Personal information
- Born: 13 July 1960 (age 65)
- Original team: Grovedale (GFL)
- Height: 176 cm (5 ft 9 in)
- Weight: 75 kg (165 lb)
- Position: Wingman

Playing career^{1}
- Years: Club / Games (Goals)
- 1984–1985: Geelong / 028 (11)
- 1986–1991: Sydney / 095 (46)
- Total:  / 123 (57)
- ^{1} Playing statistics correct to the end of 1991.

= David Bolton (Australian footballer) =

Australian rules footballer

David Bolton (born 13 July 1960) is a former Australian rules footballer who played for Geelong and Sydney in the Victorian/Australian Football League (VFL/AFL).

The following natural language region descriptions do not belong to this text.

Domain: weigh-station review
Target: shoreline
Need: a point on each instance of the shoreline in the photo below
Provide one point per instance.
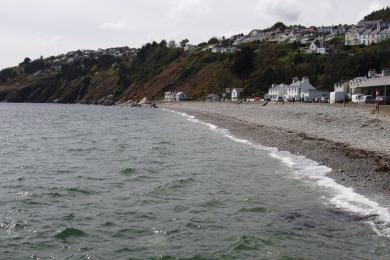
(365, 171)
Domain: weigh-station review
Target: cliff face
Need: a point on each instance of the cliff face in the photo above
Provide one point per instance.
(155, 68)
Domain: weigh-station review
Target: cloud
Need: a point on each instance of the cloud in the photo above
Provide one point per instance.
(187, 9)
(48, 41)
(286, 11)
(116, 26)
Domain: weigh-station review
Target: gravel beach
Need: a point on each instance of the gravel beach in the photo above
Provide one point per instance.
(352, 141)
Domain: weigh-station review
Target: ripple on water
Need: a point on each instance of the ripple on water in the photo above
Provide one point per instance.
(130, 233)
(128, 171)
(79, 191)
(253, 210)
(175, 185)
(70, 233)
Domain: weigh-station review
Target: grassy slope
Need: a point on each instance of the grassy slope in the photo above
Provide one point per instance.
(160, 69)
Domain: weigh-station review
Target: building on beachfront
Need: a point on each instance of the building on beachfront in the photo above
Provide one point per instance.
(236, 93)
(170, 96)
(213, 98)
(377, 84)
(181, 96)
(276, 91)
(342, 86)
(303, 90)
(354, 83)
(317, 47)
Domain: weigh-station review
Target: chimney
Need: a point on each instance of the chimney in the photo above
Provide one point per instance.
(371, 73)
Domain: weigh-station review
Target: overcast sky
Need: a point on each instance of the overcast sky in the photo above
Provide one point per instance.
(30, 28)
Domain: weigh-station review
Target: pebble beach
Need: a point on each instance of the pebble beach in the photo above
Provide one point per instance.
(353, 141)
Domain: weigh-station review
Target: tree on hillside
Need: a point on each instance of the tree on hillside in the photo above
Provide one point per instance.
(163, 44)
(243, 64)
(383, 14)
(172, 44)
(213, 40)
(184, 42)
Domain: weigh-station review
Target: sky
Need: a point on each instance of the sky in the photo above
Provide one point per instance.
(31, 28)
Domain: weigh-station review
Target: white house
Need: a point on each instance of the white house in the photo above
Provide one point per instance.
(299, 89)
(317, 48)
(342, 87)
(181, 96)
(236, 93)
(384, 34)
(376, 85)
(277, 91)
(354, 83)
(170, 96)
(190, 47)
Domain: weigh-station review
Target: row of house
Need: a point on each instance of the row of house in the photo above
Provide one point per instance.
(299, 34)
(298, 90)
(375, 84)
(219, 48)
(367, 33)
(174, 96)
(73, 56)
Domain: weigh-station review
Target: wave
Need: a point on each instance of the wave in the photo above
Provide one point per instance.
(339, 196)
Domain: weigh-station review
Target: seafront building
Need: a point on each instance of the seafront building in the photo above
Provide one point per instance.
(375, 85)
(298, 90)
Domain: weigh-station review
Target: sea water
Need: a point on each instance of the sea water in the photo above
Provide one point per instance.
(91, 182)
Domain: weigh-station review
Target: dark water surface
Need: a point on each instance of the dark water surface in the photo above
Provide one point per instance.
(90, 182)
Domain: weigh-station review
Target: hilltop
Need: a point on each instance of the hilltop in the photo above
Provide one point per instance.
(383, 14)
(253, 61)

Originally from Grovedale Football Club in the Geelong Football League (GFL), Bolton played for Geelong Under-19s before his recruitment to South Australian National Football League (SANFL) club Woodville by coach Rodney Olsson. After three years at Woodville, Bolton, who played as a wingman, joined Geelong in 1984 and made his senior debut in the opening game of the season.

Sydney acquired Bolton's services in 1986, the same year he represented Australia in the International Rules series against the touring Irish team. He was a member of the Sydney squad which placed second in the 1986 home and away season, only to fall away in the finals. Bolton participated in another rare finals series for the club in 1987. During his career he represented South Australia, New South Wales and Victoria at interstate football.

Bolton later coached Strathmerton Football Club in the Picola and District Football League.